Climate change is expected to severely alter the quantity, quality and spatial distribution of global water resources. Warmer temperatures increase evaporation, change the moisture holding capacity in the air and alter rainfall patterns. Water bodies or wetlands are among the world’s most productive ecosystems. In short, water keeps our planet alive.

Water is now an acute crisis in all over the country. The fact that India represents about 21% of global population, but possesses only 4% of the world’s freshwater puts it in 13th most water-stressed country. In the country, water shortages can lead to industrial interruptions, energy outages and agricultural production losses – like those already being seen, where a lack of water to cool thermal power-plants between 2017 and 2021 resulted in 8.2 terawatt-hours in lost energy – or enough electricity to power 1.5 million Indian households for five years.
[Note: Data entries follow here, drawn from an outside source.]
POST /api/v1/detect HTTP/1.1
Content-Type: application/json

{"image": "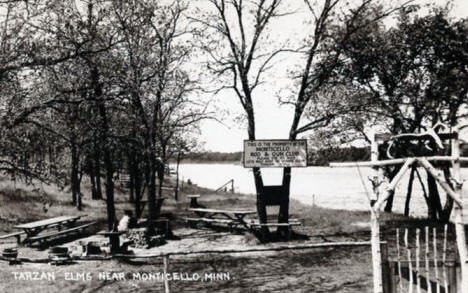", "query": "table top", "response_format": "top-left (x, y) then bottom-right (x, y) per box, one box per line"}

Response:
top-left (97, 231), bottom-right (126, 236)
top-left (189, 208), bottom-right (257, 215)
top-left (14, 216), bottom-right (83, 229)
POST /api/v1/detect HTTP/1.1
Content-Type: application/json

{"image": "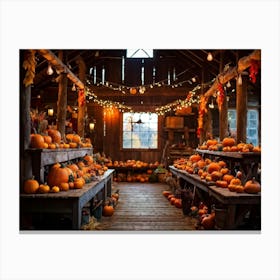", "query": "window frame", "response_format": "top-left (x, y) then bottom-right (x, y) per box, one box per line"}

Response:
top-left (120, 112), bottom-right (160, 152)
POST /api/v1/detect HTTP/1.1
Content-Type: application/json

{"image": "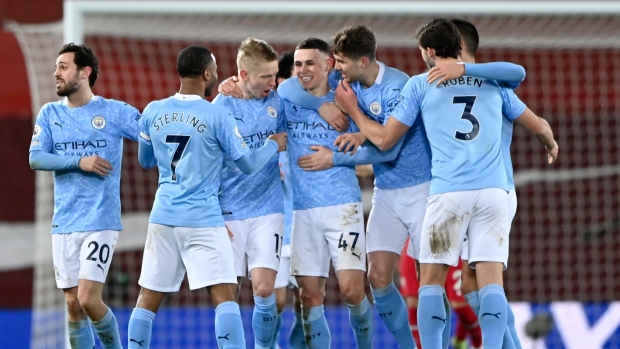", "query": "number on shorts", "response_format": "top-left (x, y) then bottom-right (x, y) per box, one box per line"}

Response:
top-left (273, 234), bottom-right (284, 253)
top-left (166, 135), bottom-right (191, 182)
top-left (86, 241), bottom-right (110, 264)
top-left (338, 232), bottom-right (360, 252)
top-left (452, 96), bottom-right (480, 141)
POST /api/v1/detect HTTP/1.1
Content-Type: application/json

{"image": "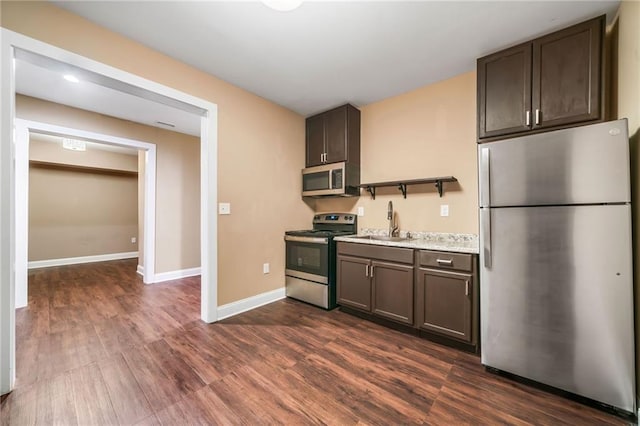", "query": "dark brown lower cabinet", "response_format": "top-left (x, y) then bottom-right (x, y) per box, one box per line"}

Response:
top-left (416, 268), bottom-right (473, 343)
top-left (371, 261), bottom-right (413, 325)
top-left (337, 256), bottom-right (371, 312)
top-left (337, 243), bottom-right (414, 325)
top-left (336, 242), bottom-right (480, 353)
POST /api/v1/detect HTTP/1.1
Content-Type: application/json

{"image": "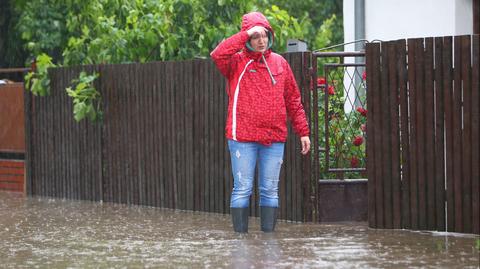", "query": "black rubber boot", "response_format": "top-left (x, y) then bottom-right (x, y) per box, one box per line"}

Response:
top-left (230, 207), bottom-right (250, 233)
top-left (260, 206), bottom-right (278, 233)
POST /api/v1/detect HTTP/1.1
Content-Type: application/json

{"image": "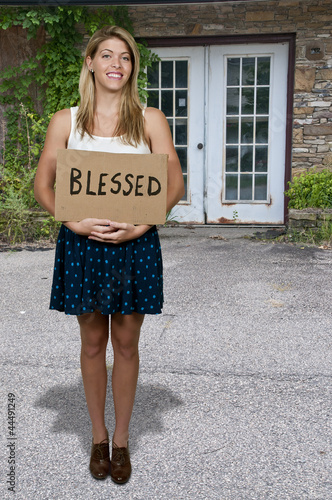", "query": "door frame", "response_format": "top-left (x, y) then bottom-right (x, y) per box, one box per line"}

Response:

India will have a water deficit of 52% by 2030 as per a report from Asian Development Bank. Increasing in population and reducing in rainfall and other water resources are the main cause for the crisis. Failing to implement better water management policies could result in GDP losses in the country from 7% to 12% by 2050 according to the Global Commission on Adaptation.

In Manipur, now we are facing with acute water scarcity. To save the state’s water crisis, we need to save and conserve our forests, springs, watersheds and wetlands. Our state does not have a long term water plans like big dams and other water storage facilities for any eventualities. Unluckily, all of our rivers are rain fed, there is no snow fed river in our state and hence when there is scanty rainfall, then we face the drought. Many people in the state mainly in the hills could be displaced by the intense water scarcity by 2030.

Most of our water sources have been dried up due to lack of vegetation in the upper reaches. Therefore, felling of trees in the catchments should immediately be stopped. As an impact of climate change, the state is facing with scanty rainfall. Now we need to spread awareness program about the water conservation techniques. Every new houses should compulsorily have the facility for rain water harvesting. The authority should install for more water treatment facilities in all localities from all sources. Promoting ideas for making the best use of existing water supplies should also be the core initiative. The state needs have a sewage water treatment plant which can save about 200 million litre water annually from the unnecessary waste.

Therefore, on coming of World Water Day, 2024, we need to take care of our water today to save us from a dreaded water crisis that cannot be solved forever.